Mia is Empowering

In March 2021, Hannah Puffer dropped by the museum with her daughter, Sofia, 9, and son, Lewyn, 7. Still in the throes of the pandemic, the museum galleries were closed. Yet a table in the lobby was set up, where each child scored a fun takeaway: a Family Day Art Tote.

Neither child generally needs much prompting in the creativity department, their mom says. They are ferocious art makers, “into creating and designing and inventing. My mother-in-law would say, ‘Great job coloring in the lines.’ I’m like, ‘They don’t need to color in the lines!’ They’re amazing at doing art on their own.”
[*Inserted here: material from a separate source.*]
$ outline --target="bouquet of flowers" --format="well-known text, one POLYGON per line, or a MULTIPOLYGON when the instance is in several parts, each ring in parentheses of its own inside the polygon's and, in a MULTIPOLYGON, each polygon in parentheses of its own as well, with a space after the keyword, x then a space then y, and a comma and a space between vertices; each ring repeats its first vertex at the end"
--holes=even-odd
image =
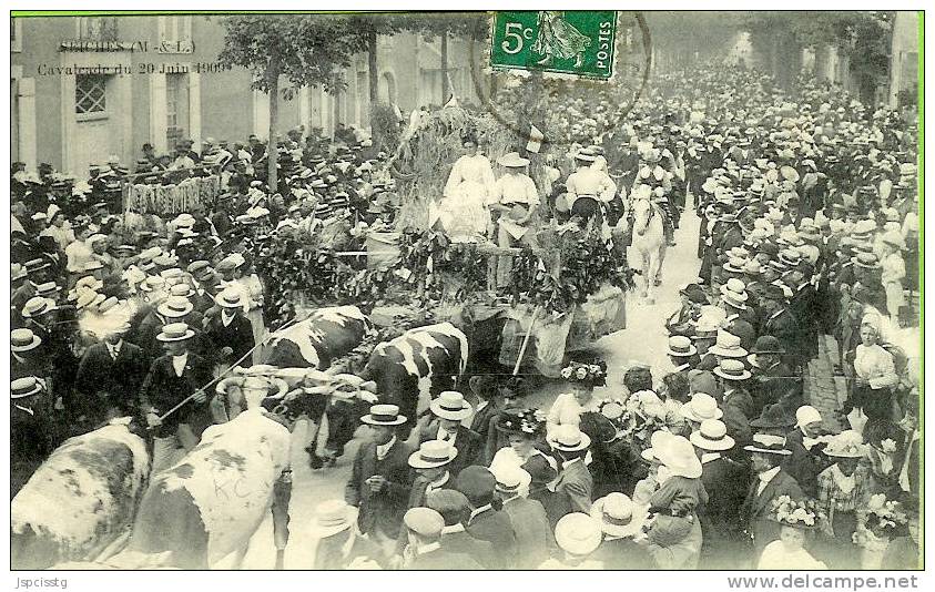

The Family Day Art Tote, filled with art- making supplies and project ideas, is a nod to Mia’s monthly Family Day. That month’s totes emphasized African American artists and subjects. The children, who have two social workers for parents, are bi-racial. “When they started looking at it, they were so excited,” Puffer says. “It was really great to expand their narrative.” Sofia drew a picture of Ruby Bridges, the 6-year-old who

in 1960 became the first African American student to integrate an elementary school in the South. Around Bridges’s striding figure, Sofia wrote traits she associates with the civil rights icon: Proud! Strong! Brave! Courage! Happy! Excited! Passionate! Determined! Hopeful! Beautiful!

“Look at all these amazing words I can use with this little girl,” her mom recalls Sofia saying. The drawing made Sofia proud—so much so, she asked her mom to send a self- portrait showcasing her drawing to Mia.

Puffer is grateful for the way Mia encourages kids to explore, be messy, let their imaginations run wild. Making art, she says, “is not always a directive. It doesn’t have to produce something to hang on our refrigerator.”